'Dead as a doornail' phrases phased out

Traditional sayings, popular when pre-decimalisation florins and farthings currency were also coined, could be “ready for the knacker's yard”.

Chris Page
Monday, 6th February 2023, 12:04pm
'Dead as a doornail' phrases phased out

We discover why not all is "tickety boo" with once everyday expressions, "don't get your knickers in a twist!" going out of style like great grandma's knee-length bloomers!

Without causing "a storm in a teacup," some of our staple sayings have seen better days. Deeply rooted in British history, certain customary phrases are today fast becoming "dead as a doornail".

And so it goes on, 21st century social media increasingly proving "fly in the ointment' for the nation's bygone lexicon.

"Many of us today would be totally lost hearing what could have been considered common language back in the day," confirm survey commissioners Gala Bingo.

"With the evolution of culture, phrases like 'throw a spanner in the works' might not be as popular as back in the day.

"Have you ever wondered where some of these phrases come from and what they mean?" they ask.

"Although some may be familiar amongst young and old, there are many truly UK sayings that are getting lost or have been forgotten.

"It comes as no surprise today's generation may not be familiar with certain phrases."

They continue: "Simply put, language goes through many changes, cultural resets and additional factors such as trends and everyday slang, which have become integrated in the way we use words.

"Add to that the popularity of social media being one of the largest mediums of communication, which has also changed the way we speak, popularising viral pop culture phrases through the ages."

Ask we Boomers, born between 1945 and '65, what On Fleek (good, attractive or stylish, Urban Dictionary advises) or That’s Lit (intense, fun or exciting, street-corner kids confirm) mean, we'll likely be clueless as Cher's mid '90s rom-com.

Bingo bosses https://www.galabingo.com/ add: "Language is meant to change and evolve through the ages.

"The UK population has more than doubled since 1871, when just under 31.5 million lived here.

"With cultural diversity and varying languages, it's understandable what were common mostly used terms and phrases will evolve to adapt to modern times we are familiar with today."

They report updates to conventional sayings in the study, conducted by Perspectus Global, research revealing percentage of people who never use the phrase, sharing meaning and most popular modern alternative.

So, dear reader, pip pip! Or, if you now prefer, cheerio!

Do you still say any of these declining phrases?

Pearls before swine - 78% (percentage of people who have never used the phrase)

Meaning: You are wasting your time by offering something that is helpful or valuable to someone who does not appreciate it.

More popular version used today: Flogging a dead horse.

Nail your colours to the mast - 71%

Meaning: To declare your beliefs firmly and openly.

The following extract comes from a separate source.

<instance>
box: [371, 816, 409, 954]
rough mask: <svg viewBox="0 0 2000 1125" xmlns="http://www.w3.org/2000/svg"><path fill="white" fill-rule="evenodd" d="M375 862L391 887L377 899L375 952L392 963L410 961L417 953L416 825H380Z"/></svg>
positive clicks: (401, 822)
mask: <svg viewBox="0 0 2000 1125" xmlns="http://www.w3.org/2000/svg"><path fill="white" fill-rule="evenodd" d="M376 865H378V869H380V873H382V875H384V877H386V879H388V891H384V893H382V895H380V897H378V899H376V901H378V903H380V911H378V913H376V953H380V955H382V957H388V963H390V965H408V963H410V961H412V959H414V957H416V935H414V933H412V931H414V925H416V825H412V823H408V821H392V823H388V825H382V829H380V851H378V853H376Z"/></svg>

More popular version used today: Keep it 100.

Pip pip - 70%

Meaning: Used to express farewell.

More popular version used today: Cheerio.

Know your onions - 68%

Meaning: To be very knowledgeable about something.

More popular version used today: Still used as is.

A nod is as good as a wink - 66%

Meaning: Said to mean that it is not necessary to explain something further.

More popular version used today: Say less.

A stitch in time saves nine - 64%

Meaning: If you sort out a problem immediately it may save a lot of extra work later.

More popular version used today: Still used as is.

Ready for the knacker's yard - 62%

Meaning: In a state of ruin or failure due to having become useless or obsolete.

More popular version used today: Gone to the dogs.

I've dropped a clanger - 60%

Meaning: To make a very bad or embarrassing mistake.

More popular version used today: Muck up.

A fly in the ointment - 59%

Meaning: A minor irritation that spoils the success or enjoyment of something.

More popular version used today: All to pot.

Keen as mustard - 58%

Meaning: Extremely eager or enthusiastic.

More popular version used today: Be full on / I am so keen / Up for it.

A flash in the pan - 57%

Meaning: A thing or person whose sudden but brief success is not repeated or repeatable.

More popular version used today: Still used as is.

Tickety boo - 57%

Meaning: Everything is fine or in good order.

More popular version used today: Legit/ Chuffed to bits/ Bob's your uncle/ Hunky dory.

A curtain twitcher - 56%

Meaning: A nosy person who watches his or her neighbours.

More popular version used today: Nosey Parker.

Knickers in a twist - 56%

Meaning: To become upset about something that is not very important.

More popular version used today: Cheesed off/ Miffed.

Dead as a doornail - 55%

Meaning: Emphatically dead.

More popular version used today: Still used as is.

A dog's dinner - 55%

Meaning: A mess or a poor piece of work.

More popular version used today:

It's chock-a-block - 55%

Meaning: Crammed full of people or things

More popular version used today: Still used as is.

Storm in a teacup - 55%

Meaning: Great outrage or excitement about a trivial matter.

More popular version used today: Still used as is.

Gala Bingo has found some unique updates to 20 traditional phrases from a survey conducted by Perspectus Global..jpg
Word up, way we communicate adapts with ages!